Last weekend to celebrate the closing of the seasonal bookstore that I ran I took a group of my staff out to Lone Star restaurant. While there we discovered something interesting about their waitstaff. According to our waitress, none of the staff use their real names. It’s company policy to either make up another name, or get creative and use something fun, like Thumper.
That was the name our waitress gave herself. Thumper, as in, Bambi’s Thumper.
“That way,” she tells me, “it keeps the creepers from stalking you outside of work, on like Facebook and stuff.”
Then she goes on to give the second reason:
“The bosses also figure, if we come to work with a different name, it gives us a different identity. None of the drama or problems we face carry over into our work because that person doesn’t come to Lone Star, ever. When I come to work, I’m a different person, with a different name to prove it.”
Isn’t that an awesome concept? A new name effectively accomplishes two things: It keeps the creepers away, and it gives people a new identity, effectively erasing their problems, at least for a period of time.
Jesus, the Artisan
A lot of Christians are under the impression that Jesus died simply so that they can get to heaven. But Jesus didn’t die so that you can escape this world. He came, lived, died and rose again to create.
Yes, to create.
Is it any wonder that the Apostle John speaks of Jesus’ role in the first creation: “Through him all things were made; without him nothing was made that has been made.” (John 1:3). And Paul echoes that sentiment: “For by him all things were created…” (Colossians 1:16).
Yet because things got ugly and broken, Jesus – the creator – went to work to recreate and make all things new. That’s why he came. That’s the significance of Paul’s detailed discussion of the resurrection in 1 Corinthians 15 (see in particular verses 20-28). Or, more explicitly, Revelation 21:5:
He who was seated on the throne said, “I am making everything new!”
What this means for you today (and not in some distant heavenly time and place) is this: “Therefore, if anyone is in Christ, the new creation has come: The old has gone, the new is here!” (2 Corinthians 5:17)
Your new name
Now you’re probably wondering what this has to do with the policy of a Texas Grill restaurant chain.
It is simply this: when you decided to follow Jesus, what Paul refers to as being “in Christ,” you are essentially given a new name, and with it a new identity.
And two things happen when you’re in Christ: the first is that “the old has gone,” meaning that drama, that baggage, those problems, all the things that tore you down and kept you from being who God created you to be. They are “gone.”
The second thing that happens when you come into Christ and receive a new name is that the creepers lose their power over you. Jesus said “I have given you authority to trample on snakes and scorpions and to overcome all the power of the enemy; nothing will harm you.” (Luke 10:19)
But here’s the thing, for this to work the waitstaff need to remember to use their new names and immediately stop using their old names when they go to work. If they tell a creeper their real name, they open themselves up to being creeped.
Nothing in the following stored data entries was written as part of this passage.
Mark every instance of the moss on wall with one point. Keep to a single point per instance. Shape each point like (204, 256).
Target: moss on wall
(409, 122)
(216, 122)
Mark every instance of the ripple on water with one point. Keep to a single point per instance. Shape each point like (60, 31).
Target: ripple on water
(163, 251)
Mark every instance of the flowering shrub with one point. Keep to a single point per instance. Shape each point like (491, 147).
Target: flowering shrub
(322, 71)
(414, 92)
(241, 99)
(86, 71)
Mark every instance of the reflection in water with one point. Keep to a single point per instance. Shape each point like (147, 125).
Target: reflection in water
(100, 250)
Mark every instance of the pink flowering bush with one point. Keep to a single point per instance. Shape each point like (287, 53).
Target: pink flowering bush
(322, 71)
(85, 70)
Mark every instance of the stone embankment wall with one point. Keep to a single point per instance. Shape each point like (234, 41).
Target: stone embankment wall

And if they use their old name, their baggage will follow them to work.
And the same is true for you and I.
When we forget or stop living in our new identity, which is in Christ, and begin again to use our old identity, we open ourselves up to the creepers of the spiritual realm, and perhaps worse, we begin to live according to our old life once again.
So don’t forget to live according to your new identity, which is in Christ. Lose that baggage and walk in freedom.